Evra, l’amour du « je »

C’est désormais officiel, annoncé par le joueur lui-même sur ses réseaux sociaux puis dans les médias, Patrice Evra a pris sa retraite de joueur professionnel à 38 ans. Celui qui aura connu le plus haut niveau en club comme en sélection laisse l’image d’un latéral gauche parmi les meilleurs de sa génération, mais également d’un personnage qui peut irriter. Knysna est une marque indélébile, et l’OM une étape ratée, mais il faut avant tout retenir l’immense carrière de Patrice Evra. 

Cinq titres de Champion d’Angleterre et une Ligue des champions sous le règne de l’emblématique Sir Alex Ferguson avec Manchester United, trois titres de Champion d’Italie avec la Juventus sans compter les multiples coupes nationales, Patrice Evra aurait sans aucun doute dû rester dans les archives du foot comme l’un des tous meilleurs joueurs à son poste de latéral gauche. Un joueur qui a comblé son manque de taille par une hargne et un goût pour le combat, par une activité incessante dans son couloir gauche, et une qualité technique qui a fait de lui une redoutable arme offensive. Un joueur qui aura également toujours eu le besoin de tout contrôler, de par ses prérogatives de capitaine (en club comme en sélection) mais qui se sera parfois brulé les ailes. Il ne s’agit pas de dénigrer le fait de vouloir avoir des responsabilités, au contraire cela est toujours nécessaire dans un vestiaire, mais au cours de plusieurs épisodes douloureux, Evra aura parfois perdu le contrôle. 

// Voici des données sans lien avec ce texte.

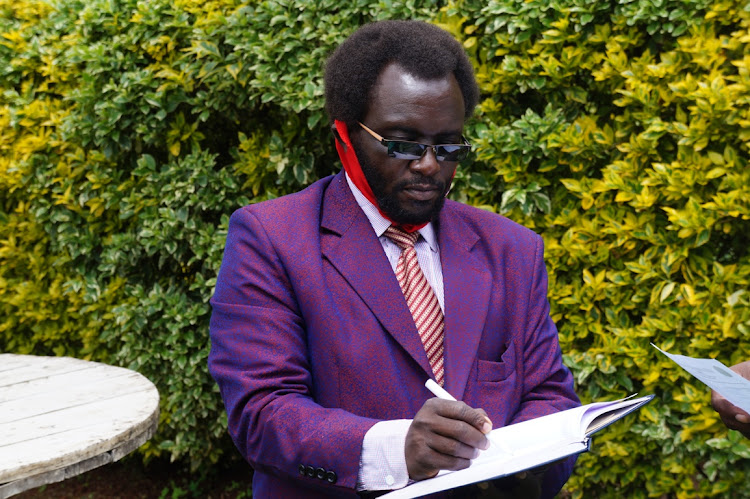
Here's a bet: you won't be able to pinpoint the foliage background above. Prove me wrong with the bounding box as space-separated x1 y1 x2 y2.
0 0 750 498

Il y a bien évidemment en premier lieu un triste souvenir de 2010, quant à Knysna c’est Patrice Evra, brassard de capitaine au bras, qui a mené la grève des joueurs. En club, tout peut-être plus ou moins pardonné par le grand public, mais le maillot de la sélection nationale revêt un tout autre enjeu qu’Evra a alors perdu de vu. Devenu le symbole d’une génération déconnectée, peu à l’écoute des intérêts nationaux, et « indigne » de porter le maillot tricolore. Evra revient encore jusqu’à aujourd’hui sur cet épisode et toutes les explications du monde n’effacent pas le souvenir d’un groupe qui pensait pourtant agir au nom de leur coéquipier Nicolas Anelka. 

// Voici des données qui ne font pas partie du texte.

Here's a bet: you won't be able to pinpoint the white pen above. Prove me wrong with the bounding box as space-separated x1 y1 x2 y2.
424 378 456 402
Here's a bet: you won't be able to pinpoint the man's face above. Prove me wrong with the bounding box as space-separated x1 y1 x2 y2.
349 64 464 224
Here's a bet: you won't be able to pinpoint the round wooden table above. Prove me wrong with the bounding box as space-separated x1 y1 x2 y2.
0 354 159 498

Knysna, une cicatrice profonde pour Evra et l’Equipe de France

Cette cicatrice ne sera jamais refermée, et Evra en garde certainement des blessures profondes qu’il a voulu expier par une communication outrancière. A Marseille, alors qu’il s’y engage pour se relancer après son aventure italienne à la Juventus, Patrice Evra ne se sera jamais rendu compte du décalage entre ses performances sur le terrain, et ce qu’il laissait transparaitre sur ses réseaux sociaux. Cela a irrité ses partenaires, ses dirigeants, et la fin de l’histoire s’est transformée en cauchemar avec un coup de pied sur un supporter de l’OM au Vélodrome qui n’acceptait plus de voir un joueur passer au-dessus du club. 

Sa carrière est un avantage pour son désir d’entraîner

L’OM était certainement la pige de trop pour un joueur qui n’avait plus les capacités physiques pour apporter autant qu’il l’aurait souhaité, mais qui n’arrivait pas à dire stop. Aujourd’hui Patrice Evra semble serein concernant son futur et son souhait de devenir entraîneur. Il faut dire que sa carrière est assez riche en expérience pour accompagner un groupe professionnel, mais il faudra pour cela également accepter de revenir sur les erreurs commises lors de sa carrière de joueur. De sa génération de joueurs, Sir Alex Ferguson voyait déjà en Evra un futur entraîneur et nul doute qu’après avoir côtoyé parmi les plus grands, le désir de vouloir écrire sa propre histoire est légitime.

Patrice Evra aura toujours été un leader naturel, apprécié par ses coéquipiers jusqu’à son aventure phocéenne, et cette caractéristique est nécessaire pour pouvoir diriger un groupe de joueurs professionnels. Mais elle s’avère rapidement inutile si elle n’est pas accompagnée d’une capacité à se mettre en retrait au profit de ses joueurs. Evra aura le temps de se familiariser avec son futur métier, et il nous reste alors à nous repasser les plus beaux moments de l’ancien latéral gauche sur le terrain, nombreux, plutôt que le reste.